Which will be hilarious to watch, since they would then have to invent a way to erase data from a neural network. Since (as I'm sure you know, Ghost, but not everyone does) it's not a "database" or "data" in the traditional sense, but a vast array of "connections". That's what makes it so hard for these things to correctly attribute sources, avoid regurgitating copyrighted information, and stop the hallucinations.
But that aside, your other points are spot on.
-
@faraday Yeah I used DB for lack of a better term for neonates. Your point is 100%. Databases are far easier to index and maintain than these connections, which to a certain degree are on private hosts. In terms of where it falls on "information collection" and how it applies to something like the GDPR, but you've gotta figure over time the GDPR is eventually going to get notices of people trying to be "forgotten" by Ai engines.
But in the US you're kind of screwed. In the US there is no "right to be forgotten", nor a hard requirement that only data necessary to the function is collected. We are kind of an "open collection" nightmare where the US's current approach to data collection is basically "if you give it to them, it's their property"
...and you've also got to figure that after blatant attempts in recent days like "if an actor inserts their image to my Ai engine, I can duplicate their likeness ad infinitum without paying them" and sites like 23&Me literally collecting your DNA as their proprietary data...it's good to know these things just in case.
(* GDPR is the EU's data collection policy "GeneralDataProtectionRegulation" that specifically limits what data can or cannot be gathered, but also is unique as it is the data protection that requires collectors remove your data if you request to be forgotten by their systems. The US has no such policy)
-
Utter side note:
A D&D group I know had a GM lean into images and text and even story tidbits to flesh out their new small setting so the GM coulod focus on what happens next etc.

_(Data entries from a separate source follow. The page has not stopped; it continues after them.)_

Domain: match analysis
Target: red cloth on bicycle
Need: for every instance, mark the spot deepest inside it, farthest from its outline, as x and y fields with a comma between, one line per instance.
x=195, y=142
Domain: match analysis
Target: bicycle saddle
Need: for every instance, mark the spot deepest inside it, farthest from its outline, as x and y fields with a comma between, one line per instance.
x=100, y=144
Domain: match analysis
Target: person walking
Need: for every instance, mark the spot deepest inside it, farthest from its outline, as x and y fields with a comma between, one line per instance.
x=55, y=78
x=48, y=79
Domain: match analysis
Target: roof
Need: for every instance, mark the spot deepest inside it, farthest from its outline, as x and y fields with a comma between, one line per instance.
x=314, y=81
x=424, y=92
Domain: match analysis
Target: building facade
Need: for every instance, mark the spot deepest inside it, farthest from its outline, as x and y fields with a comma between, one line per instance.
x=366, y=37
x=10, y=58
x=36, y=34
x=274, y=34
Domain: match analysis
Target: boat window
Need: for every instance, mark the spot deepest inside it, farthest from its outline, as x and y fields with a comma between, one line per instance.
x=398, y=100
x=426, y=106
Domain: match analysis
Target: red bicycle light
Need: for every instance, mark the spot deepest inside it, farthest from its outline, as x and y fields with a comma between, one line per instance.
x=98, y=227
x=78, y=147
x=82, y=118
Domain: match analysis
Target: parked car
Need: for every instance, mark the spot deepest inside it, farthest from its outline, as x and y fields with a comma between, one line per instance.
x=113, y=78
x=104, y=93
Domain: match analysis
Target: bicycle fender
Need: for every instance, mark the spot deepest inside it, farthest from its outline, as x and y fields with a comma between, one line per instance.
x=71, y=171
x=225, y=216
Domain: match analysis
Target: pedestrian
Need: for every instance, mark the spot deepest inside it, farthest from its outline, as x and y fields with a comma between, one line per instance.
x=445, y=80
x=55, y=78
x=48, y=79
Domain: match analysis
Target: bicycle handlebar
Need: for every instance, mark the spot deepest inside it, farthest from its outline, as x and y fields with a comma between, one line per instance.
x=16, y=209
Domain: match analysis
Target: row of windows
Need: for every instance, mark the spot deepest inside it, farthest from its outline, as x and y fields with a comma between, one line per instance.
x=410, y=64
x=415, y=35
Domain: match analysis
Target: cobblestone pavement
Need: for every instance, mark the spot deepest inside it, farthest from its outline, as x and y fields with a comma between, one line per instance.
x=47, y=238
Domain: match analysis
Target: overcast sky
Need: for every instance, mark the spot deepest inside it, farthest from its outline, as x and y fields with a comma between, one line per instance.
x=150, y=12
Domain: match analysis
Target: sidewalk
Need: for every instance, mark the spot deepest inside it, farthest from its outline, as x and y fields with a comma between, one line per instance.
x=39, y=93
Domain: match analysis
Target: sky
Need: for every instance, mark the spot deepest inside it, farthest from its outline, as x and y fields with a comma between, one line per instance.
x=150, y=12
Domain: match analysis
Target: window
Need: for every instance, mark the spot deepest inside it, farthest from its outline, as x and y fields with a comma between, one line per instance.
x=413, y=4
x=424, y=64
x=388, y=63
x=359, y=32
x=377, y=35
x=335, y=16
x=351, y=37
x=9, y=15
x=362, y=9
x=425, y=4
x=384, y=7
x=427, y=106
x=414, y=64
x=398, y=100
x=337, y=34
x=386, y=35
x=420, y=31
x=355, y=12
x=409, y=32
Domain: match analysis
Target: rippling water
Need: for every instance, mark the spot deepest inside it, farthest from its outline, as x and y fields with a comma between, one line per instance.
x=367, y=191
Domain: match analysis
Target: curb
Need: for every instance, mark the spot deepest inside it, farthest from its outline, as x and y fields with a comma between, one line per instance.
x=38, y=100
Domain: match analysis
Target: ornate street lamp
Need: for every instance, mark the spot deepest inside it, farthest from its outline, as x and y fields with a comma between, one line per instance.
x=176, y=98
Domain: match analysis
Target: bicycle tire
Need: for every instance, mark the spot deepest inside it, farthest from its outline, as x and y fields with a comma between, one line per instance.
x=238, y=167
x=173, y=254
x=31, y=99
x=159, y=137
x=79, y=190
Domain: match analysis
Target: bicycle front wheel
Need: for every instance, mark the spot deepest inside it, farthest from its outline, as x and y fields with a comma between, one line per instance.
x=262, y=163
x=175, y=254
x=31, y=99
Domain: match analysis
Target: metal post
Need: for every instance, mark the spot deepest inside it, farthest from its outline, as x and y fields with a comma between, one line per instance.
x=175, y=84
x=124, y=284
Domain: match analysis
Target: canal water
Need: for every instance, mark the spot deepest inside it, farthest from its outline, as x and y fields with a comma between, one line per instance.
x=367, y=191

So lots of NPCs with described personalities and relationships, items with stories and local history flavor all made this way.
-
@Misadventure on the plus side, most of the big services pledge not to take your work without your permission (in terms of art), but means more that the final product isn't their property (but the info on how to recreate it is theirs to keep).
So if you're trying to do something professional, it's not the best choice in terms of privacy, nor artistry.
-
We live in a personal privacy hellscape. Nothing is above being scraped and sold. Very depressing.